Dir: Katja Von Garnier. UK-Ger-Rom-US. 2007. 98mins.

Blood And Chocolate
is a werewolf love story with no bite and not much romance. Based on the popular American teen novel by British-born author Annette Curtis Klause, the Lakeshore Entertainment production may find an initial audience in the younger female demographic that has kept the book in demand for almost a decade. But with little to offer in the way of star power, special effects, sex or gore, this surprisingly tame fantasy thriller will have a hard time scaring up a wider crowd.

With MGM distributing, the film got a 1,200-print release - with a PG-13 rating - in the crowded North American marketplace this weekend. Ads note that the project comes 'from the producers of Underworld' but the eventual domestic take seems likely to fall well short of the $52m achieved by Lakeshore's much raunchier vampires-vs-werewolves saga.

Prospects may not be much better in international markets, where independent distributors will start releasing in February. The film's multi-national cast and crew and European locations might, however, create a little extra interest.

In the radically reshaped movie version of the book, scripted by Ehren Kruger (The Ring) and Christopher Landon (Ice Cold In Alex), Vivian (Bruckner) is an American-born werewolf - or 'loup garoux', as the film likes to call them-- living in Bucharest. By day she works in a chocolate shop and by night she hangs out, rather reluctantly, with the other members of her clandestine pack.

Without revealing her secret, Vivian falls for Aiden (Dancy), an American comic-book writer doing research in the city. But the affair incurs the wrath of her werewolf cousin Rafe (Dick) and pack leader Gabriel (Martinez), who plans to make Vivian his next bride.

At first, German director Katja von Garnier (best known for her 1997 German-language film Bandits) goes for mood rather than action, introducing Vivian and her ilk as a band of posing night clubbers who occasionally gather in the woods to hunt a specially chosen human victim. The romance with Aiden gets going in a corny montage sequence before the film turns, in its final act, into a slightly more lively action thriller.

Though there's a hint of eroticism in some early scenes, the love affair ends up being oddly chaste. And neither of the lead performances conveys the suppressed desire that figured in the book. As Vivian, Bruckner (from Blue Car and The Wood) is impassive to the point of blankness. As Aiden, British up-and-comer Dancy (from Shooting Dogs and TV's Elizabeth I) is too wholesome to be of much narrative interest. French star Martinez (from Unfaithful) mostly gets by on his wolfish good looks.
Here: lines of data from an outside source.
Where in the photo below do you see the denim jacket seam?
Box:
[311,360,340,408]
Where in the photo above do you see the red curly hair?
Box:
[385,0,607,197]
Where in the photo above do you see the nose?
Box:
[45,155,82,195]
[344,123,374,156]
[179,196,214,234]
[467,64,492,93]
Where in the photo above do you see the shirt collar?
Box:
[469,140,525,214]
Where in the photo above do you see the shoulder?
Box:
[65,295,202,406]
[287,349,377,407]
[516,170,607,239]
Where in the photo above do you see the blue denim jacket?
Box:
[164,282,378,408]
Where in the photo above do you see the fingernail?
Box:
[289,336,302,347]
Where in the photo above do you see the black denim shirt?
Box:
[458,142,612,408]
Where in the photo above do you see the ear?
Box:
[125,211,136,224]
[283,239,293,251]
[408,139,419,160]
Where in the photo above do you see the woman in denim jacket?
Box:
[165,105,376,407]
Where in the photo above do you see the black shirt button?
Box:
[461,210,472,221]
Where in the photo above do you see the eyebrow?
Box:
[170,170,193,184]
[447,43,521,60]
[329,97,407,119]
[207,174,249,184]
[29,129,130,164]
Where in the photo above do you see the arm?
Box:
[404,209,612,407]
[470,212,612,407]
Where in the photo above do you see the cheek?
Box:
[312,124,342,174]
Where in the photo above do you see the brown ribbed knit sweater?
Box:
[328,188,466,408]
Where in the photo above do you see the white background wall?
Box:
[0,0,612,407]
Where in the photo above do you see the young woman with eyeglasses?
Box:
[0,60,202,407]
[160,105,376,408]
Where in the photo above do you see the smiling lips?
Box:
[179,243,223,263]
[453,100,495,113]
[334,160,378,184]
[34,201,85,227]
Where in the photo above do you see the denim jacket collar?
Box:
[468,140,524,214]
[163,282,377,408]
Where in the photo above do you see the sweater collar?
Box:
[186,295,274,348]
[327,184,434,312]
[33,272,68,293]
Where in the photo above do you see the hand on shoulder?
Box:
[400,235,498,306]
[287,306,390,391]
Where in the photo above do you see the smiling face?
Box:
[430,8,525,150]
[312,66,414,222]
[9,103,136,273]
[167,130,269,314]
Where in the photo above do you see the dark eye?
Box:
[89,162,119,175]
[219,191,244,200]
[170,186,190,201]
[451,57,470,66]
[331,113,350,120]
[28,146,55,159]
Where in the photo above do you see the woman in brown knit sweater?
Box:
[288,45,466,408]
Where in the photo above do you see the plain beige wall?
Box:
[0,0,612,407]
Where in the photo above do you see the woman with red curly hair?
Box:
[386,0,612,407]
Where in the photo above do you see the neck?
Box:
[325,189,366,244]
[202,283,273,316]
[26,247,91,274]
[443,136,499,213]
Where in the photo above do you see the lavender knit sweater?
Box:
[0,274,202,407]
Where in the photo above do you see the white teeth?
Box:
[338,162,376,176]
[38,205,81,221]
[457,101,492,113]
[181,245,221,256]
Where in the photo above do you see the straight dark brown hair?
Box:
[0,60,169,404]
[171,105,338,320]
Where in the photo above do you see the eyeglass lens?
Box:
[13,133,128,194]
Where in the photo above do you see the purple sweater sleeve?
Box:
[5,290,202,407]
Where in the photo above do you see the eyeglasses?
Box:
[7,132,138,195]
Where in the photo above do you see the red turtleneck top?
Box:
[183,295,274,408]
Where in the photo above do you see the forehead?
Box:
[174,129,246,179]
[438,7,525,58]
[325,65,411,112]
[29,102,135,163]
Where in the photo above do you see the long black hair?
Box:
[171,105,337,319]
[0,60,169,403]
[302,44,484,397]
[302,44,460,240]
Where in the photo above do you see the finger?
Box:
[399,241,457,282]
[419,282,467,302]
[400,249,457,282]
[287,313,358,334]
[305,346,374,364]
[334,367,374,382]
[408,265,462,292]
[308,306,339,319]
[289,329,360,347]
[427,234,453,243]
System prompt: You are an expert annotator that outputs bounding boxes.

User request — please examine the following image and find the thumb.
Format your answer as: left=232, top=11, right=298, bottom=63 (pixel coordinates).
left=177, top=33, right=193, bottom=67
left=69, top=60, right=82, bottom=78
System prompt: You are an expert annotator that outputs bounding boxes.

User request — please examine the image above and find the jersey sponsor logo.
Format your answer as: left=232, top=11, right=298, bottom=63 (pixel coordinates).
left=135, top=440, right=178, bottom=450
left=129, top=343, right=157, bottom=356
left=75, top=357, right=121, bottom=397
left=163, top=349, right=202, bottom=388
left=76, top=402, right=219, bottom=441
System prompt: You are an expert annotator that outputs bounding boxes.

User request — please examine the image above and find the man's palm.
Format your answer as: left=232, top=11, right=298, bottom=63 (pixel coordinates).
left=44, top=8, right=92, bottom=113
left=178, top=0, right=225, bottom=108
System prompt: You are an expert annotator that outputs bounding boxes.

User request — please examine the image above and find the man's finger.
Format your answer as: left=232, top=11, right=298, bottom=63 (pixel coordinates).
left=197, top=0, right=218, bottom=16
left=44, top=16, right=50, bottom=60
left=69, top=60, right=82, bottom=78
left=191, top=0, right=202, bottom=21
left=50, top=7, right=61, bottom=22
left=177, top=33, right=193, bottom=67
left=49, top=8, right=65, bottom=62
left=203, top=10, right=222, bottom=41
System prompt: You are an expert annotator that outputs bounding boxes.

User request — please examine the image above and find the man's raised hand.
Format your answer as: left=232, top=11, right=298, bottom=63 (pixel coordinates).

Whether for creative or budgetary reasons special effects are very thin on the ground. The werewolves go from human to wolf state with just a flash of effects work and, once transformed, are depicted as real wolves rather than as elaborate CG monsters.

When they do go after a human the wolves get the job done without too much mess. The absence of gore may have been necessary to secure an inclusive rating but it's likely to irk many horror fans.

The film does, though, make heavy use of its Romanian locations. The dark streets, gloomy churches and grand buildings of Bucharest are nicely photographed, even if the film occasionally seems to be just filling time with shots of the city's gothic sights.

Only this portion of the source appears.